3

I have 1TB of records structured in a pair rdd and I want to group by key all my records and then apply a function only to the values.

My code is the following:

rdd = sc.textFile("path").map(lambdal:l.split(";"))
rdd_pair=rdd.map(lambda a: (a[0], a))
rdd_pair.take(3)
#output: [('id_client', ('id_client','time','city')]
#[('1', [('1', '2013/03/12 23:59:59', 'London')]
#[('1', [('1', '2013/12/03 10:43:12', 'Rome')]
#[('1', [('1', '2013/05/01 00:09:59', 'Madrid')]

I want to group all records by id_client and then apply the function matrix only to the values. For each key the function sort the list of tuples by "time" and then the function extract the transitions from a city to another.

grouped=rdd_pair.groupByKey(200)
grouped.take(1)
#output [("1",<pyspark.resultiterable.ResultIterable object at 0x7fc659e0a210)]

def matrix(input):
    output=[]
    input_bag= sorted(input, key=lambda x: x[1], reverse=False)
    loc0 = input_bag[0]
    for loc in input_bag[1:]:
        output.append((loc0[2],loc[2]))
        loc0 = loc
    return output

transition=grouped.mapValues(lambda k: matrix(k)).filter(lambda l: l[1]!=[])

The output that I want is:

#output transition: [('1', [('London', 'Madrid'),('Madrid', 'Rome')])]

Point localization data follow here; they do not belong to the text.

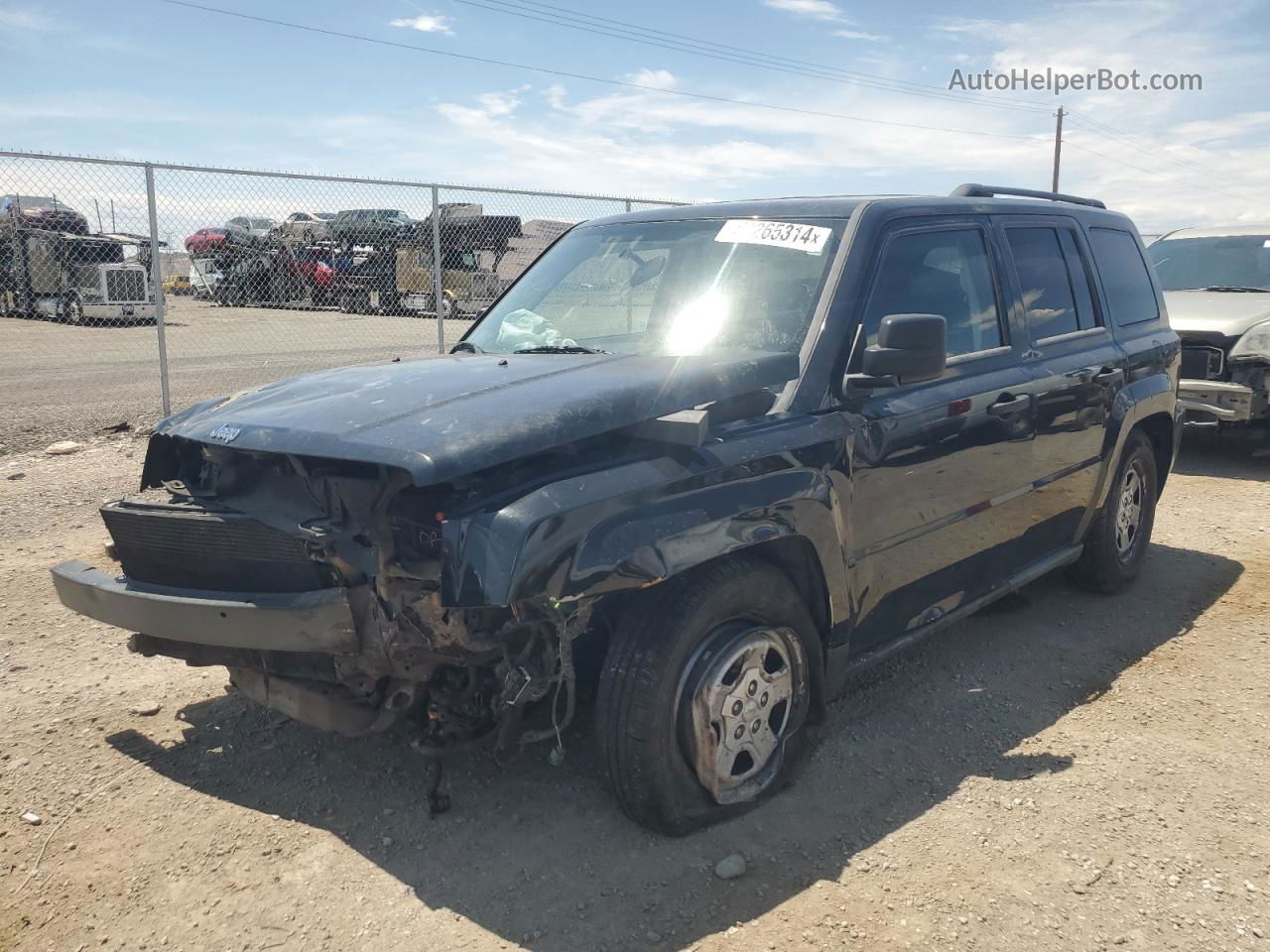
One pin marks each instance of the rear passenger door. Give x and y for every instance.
(1076, 370)
(938, 466)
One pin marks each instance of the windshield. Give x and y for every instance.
(1236, 261)
(679, 289)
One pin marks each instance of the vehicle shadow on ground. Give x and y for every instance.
(541, 856)
(1228, 456)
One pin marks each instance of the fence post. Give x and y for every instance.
(157, 287)
(439, 293)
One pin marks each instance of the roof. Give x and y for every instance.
(1218, 231)
(842, 207)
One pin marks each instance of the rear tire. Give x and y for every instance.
(710, 655)
(1120, 535)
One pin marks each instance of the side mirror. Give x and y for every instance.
(911, 348)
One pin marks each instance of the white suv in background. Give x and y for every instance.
(1216, 286)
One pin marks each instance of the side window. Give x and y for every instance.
(945, 273)
(1082, 287)
(1124, 277)
(1044, 281)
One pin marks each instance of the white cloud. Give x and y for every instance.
(653, 79)
(16, 18)
(858, 35)
(816, 9)
(425, 23)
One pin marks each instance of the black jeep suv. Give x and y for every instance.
(699, 462)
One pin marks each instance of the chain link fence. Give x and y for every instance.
(130, 290)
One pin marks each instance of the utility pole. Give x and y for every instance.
(1058, 146)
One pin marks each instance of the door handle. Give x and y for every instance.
(1007, 405)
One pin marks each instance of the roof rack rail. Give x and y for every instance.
(973, 189)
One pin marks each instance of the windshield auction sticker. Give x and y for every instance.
(779, 234)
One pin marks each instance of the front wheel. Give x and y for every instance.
(1119, 536)
(703, 701)
(72, 311)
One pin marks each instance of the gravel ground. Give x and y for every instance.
(62, 382)
(1061, 772)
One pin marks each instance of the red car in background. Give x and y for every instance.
(204, 240)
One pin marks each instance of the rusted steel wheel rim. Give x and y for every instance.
(1129, 509)
(738, 707)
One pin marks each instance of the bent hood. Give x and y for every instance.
(444, 416)
(1224, 312)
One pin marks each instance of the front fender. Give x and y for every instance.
(643, 522)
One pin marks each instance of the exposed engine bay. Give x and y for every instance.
(214, 520)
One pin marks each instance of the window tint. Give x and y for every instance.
(1044, 281)
(1079, 271)
(945, 273)
(1124, 276)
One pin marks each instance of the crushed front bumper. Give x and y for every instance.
(1211, 402)
(318, 621)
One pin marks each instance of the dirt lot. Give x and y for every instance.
(59, 382)
(1064, 772)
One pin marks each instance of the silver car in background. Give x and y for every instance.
(1216, 286)
(307, 226)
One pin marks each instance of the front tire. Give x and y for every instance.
(1120, 535)
(706, 693)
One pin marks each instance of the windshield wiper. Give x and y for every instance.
(561, 349)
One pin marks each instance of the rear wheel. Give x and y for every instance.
(1118, 539)
(703, 701)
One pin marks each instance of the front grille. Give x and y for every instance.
(190, 546)
(125, 285)
(1202, 362)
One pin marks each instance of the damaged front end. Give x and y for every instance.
(318, 584)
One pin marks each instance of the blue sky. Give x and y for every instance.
(144, 79)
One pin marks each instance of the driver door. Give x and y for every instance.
(939, 467)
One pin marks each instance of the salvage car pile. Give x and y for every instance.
(367, 261)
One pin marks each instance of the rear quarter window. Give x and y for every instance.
(1125, 280)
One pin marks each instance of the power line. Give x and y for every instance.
(742, 50)
(563, 73)
(1109, 132)
(1153, 175)
(622, 30)
(737, 55)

I got a Python error: list index out of range error

Someone could help me? Thanks

OneCricketeer
  • 179,855
  • 19
  • 132
  • 245
JulieP
  • 53
  • 7
  • Can you add some sample input, the desired output, and a clearer description of what it is you are trying to do? What is the function `matrix()` supposed to return? Please read this post on [how to make good reproducible apache spark dataframe examples](https://stackoverflow.com/questions/48427185/how-to-make-good-reproducible-apache-spark-dataframe-examples) and try to provide a [mcve]. – pault Mar 22 '18 at 13:45
  • I think data is malformed and some attributes are missing. Only line which can cause this error is `loc0 = input_bag[0]` all else (loc0, loc, x) are tuples. – pauli Mar 23 '18 at 09:15

1 Answers1

1

I resolved in this way:

def matrix(input):
    output=[]
    input2=[i[0] for i in input]
    input_bag= sorted(input2, key=lambda x: x[1], reverse=False)
    loc0 = input_bag[0]
    for loc in input_bag[1:]:
        output.append((loc0[2],loc[2]))
        loc0 = loc
    return output

Before using the Python in-bulit function "sorted" I transform input (an iterable object) in input2 (a list of tuple)

JulieP
  • 53
  • 7